Regularity of solution maps of the generalized surface quasi-geostrophic equations

TL;DR

This paper investigates the regularity of solution maps for generalized surface quasi-geostrophic equations, revealing a dichotomy: Lagrangian maps are real analytic and well-posed, while Eulerian maps lack local uniform continuity.

Contribution

It proves the real analyticity of Lagrangian solution maps and demonstrates the discontinuity of Eulerian maps, sharpening previous results and highlighting differences between formulations.

Findings

Lagrangian maps are real analytic and locally well-posed.

Eulerian maps are nowhere locally uniformly continuous.

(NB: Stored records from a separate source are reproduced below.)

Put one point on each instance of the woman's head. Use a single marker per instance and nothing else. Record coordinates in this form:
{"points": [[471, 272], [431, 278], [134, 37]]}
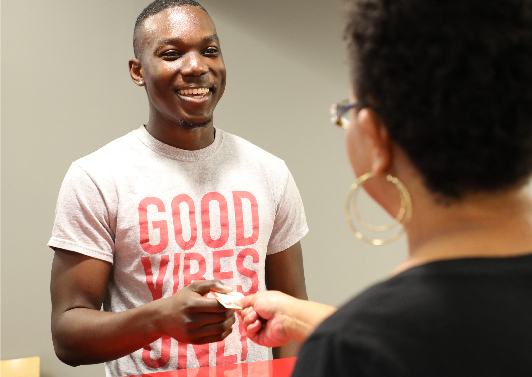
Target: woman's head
{"points": [[452, 82]]}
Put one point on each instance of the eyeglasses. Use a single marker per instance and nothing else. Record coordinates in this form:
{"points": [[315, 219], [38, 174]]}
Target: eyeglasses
{"points": [[339, 112]]}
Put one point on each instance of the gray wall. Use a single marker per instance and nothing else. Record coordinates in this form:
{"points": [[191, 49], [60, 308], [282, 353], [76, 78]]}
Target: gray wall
{"points": [[66, 91]]}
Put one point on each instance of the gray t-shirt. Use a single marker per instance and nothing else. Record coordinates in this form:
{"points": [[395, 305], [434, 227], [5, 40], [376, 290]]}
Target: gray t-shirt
{"points": [[166, 217]]}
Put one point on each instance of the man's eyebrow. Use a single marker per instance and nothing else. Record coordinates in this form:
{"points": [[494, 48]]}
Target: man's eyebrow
{"points": [[174, 41]]}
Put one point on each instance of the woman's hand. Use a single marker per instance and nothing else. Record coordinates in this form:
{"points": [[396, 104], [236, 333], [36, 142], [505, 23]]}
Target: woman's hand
{"points": [[265, 317], [273, 318]]}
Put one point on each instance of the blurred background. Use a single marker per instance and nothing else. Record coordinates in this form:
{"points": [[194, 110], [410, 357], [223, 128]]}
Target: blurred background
{"points": [[66, 92]]}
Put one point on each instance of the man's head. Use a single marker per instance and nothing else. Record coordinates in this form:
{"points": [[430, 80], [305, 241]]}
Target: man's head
{"points": [[452, 82], [179, 61], [152, 9]]}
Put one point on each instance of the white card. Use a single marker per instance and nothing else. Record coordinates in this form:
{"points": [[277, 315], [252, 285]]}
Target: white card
{"points": [[228, 299]]}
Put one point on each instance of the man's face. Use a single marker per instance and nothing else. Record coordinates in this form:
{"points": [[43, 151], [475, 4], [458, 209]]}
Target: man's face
{"points": [[182, 66]]}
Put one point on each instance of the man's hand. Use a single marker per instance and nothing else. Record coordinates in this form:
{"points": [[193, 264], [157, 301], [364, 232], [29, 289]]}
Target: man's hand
{"points": [[82, 334], [190, 317]]}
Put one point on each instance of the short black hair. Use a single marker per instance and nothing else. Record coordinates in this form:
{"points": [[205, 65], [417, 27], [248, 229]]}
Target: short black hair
{"points": [[155, 7], [452, 82]]}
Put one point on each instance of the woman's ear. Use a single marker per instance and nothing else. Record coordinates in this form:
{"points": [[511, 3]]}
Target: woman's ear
{"points": [[136, 72], [377, 136]]}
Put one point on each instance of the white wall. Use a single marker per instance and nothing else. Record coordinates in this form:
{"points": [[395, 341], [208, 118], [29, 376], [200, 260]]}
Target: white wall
{"points": [[66, 91]]}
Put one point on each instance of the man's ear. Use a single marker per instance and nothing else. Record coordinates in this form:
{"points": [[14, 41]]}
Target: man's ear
{"points": [[378, 137], [136, 72]]}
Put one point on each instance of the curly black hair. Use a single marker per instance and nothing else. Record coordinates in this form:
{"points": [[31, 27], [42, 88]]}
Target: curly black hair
{"points": [[452, 81], [155, 7]]}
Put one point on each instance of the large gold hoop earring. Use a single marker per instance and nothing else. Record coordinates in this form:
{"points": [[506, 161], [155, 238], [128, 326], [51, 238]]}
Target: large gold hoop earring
{"points": [[403, 216]]}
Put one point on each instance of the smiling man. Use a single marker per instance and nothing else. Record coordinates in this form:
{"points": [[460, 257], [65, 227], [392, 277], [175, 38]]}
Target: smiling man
{"points": [[151, 223]]}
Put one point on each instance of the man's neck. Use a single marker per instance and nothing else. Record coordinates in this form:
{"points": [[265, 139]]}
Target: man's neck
{"points": [[182, 137]]}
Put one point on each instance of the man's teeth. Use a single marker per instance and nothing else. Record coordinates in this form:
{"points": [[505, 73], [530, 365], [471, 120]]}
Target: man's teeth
{"points": [[195, 91]]}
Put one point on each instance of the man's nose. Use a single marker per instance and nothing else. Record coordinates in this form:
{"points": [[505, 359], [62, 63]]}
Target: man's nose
{"points": [[194, 64]]}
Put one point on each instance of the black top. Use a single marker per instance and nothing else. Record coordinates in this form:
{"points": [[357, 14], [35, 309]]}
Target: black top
{"points": [[467, 317]]}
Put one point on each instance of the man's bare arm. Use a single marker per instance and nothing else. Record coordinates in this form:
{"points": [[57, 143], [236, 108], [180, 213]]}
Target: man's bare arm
{"points": [[82, 334]]}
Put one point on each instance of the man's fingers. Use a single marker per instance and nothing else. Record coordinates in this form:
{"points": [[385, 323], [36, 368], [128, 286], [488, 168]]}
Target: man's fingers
{"points": [[214, 330], [202, 287]]}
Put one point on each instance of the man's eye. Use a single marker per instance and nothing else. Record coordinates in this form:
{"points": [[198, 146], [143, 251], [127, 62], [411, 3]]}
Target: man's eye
{"points": [[171, 54], [211, 51]]}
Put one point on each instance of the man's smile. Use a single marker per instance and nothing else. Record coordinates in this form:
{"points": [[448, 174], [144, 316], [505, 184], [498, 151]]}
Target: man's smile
{"points": [[194, 93]]}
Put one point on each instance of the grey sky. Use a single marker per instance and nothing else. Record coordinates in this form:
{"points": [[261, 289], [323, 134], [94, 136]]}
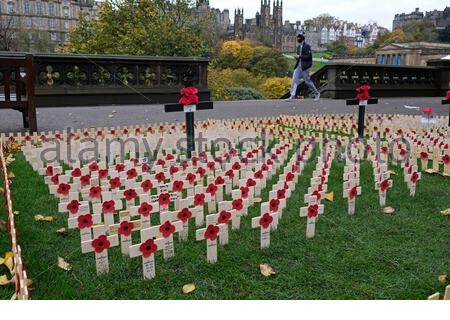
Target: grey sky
{"points": [[361, 11]]}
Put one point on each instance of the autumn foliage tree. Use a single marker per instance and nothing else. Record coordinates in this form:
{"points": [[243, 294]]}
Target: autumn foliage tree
{"points": [[142, 27]]}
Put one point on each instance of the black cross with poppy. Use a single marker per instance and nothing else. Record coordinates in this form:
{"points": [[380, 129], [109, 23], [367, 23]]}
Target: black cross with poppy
{"points": [[447, 102], [178, 107], [362, 109]]}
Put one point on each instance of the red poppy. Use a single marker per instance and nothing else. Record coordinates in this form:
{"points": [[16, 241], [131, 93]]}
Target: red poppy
{"points": [[93, 166], [236, 166], [251, 183], [211, 189], [55, 179], [244, 192], [145, 167], [201, 171], [423, 156], [95, 192], [85, 221], [199, 199], [211, 232], [160, 177], [109, 206], [353, 193], [63, 189], [173, 170], [49, 171], [384, 185], [132, 173], [258, 175], [85, 180], [103, 174], [237, 204], [230, 174], [274, 204], [446, 159], [290, 177], [73, 207], [147, 185], [130, 194], [148, 248], [167, 229], [313, 211], [219, 181], [115, 183], [184, 215], [211, 165], [414, 177], [224, 217], [164, 200], [126, 228], [265, 221], [190, 177], [101, 244], [178, 186], [145, 209], [76, 173]]}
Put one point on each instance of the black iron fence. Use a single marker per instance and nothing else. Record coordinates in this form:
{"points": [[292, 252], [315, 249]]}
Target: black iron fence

Eulerian maps fail to be continuous in standard H"older topologies.

Abstract

We study regularity properties of the data-to-solution maps of the family of generalized surface quasi-geostrophic equations which includes both the 2D incompressible Euler and the standard surface quasi-geostrophic equations. We prove that the Lagrangian solution maps, interpreted as Riemannian exponential maps on the group of exact Sobolev class diffeomorphisms, are real analytic and, consequently, the Cauchy problems are locally well-posed in the sense of Hadamard. On the other hand, we also show that the corresponding Eulerian solution maps are nowhere locally uniformly continuous on bounded subsets in the Sobolev topology and fail to be continuous in the standard (large-) H\"older topologies. These results sharpen earlier theorems and further highlight the striking dichotomy between regularity properties of the solution maps in the Lagrangian and Eulerian formulations.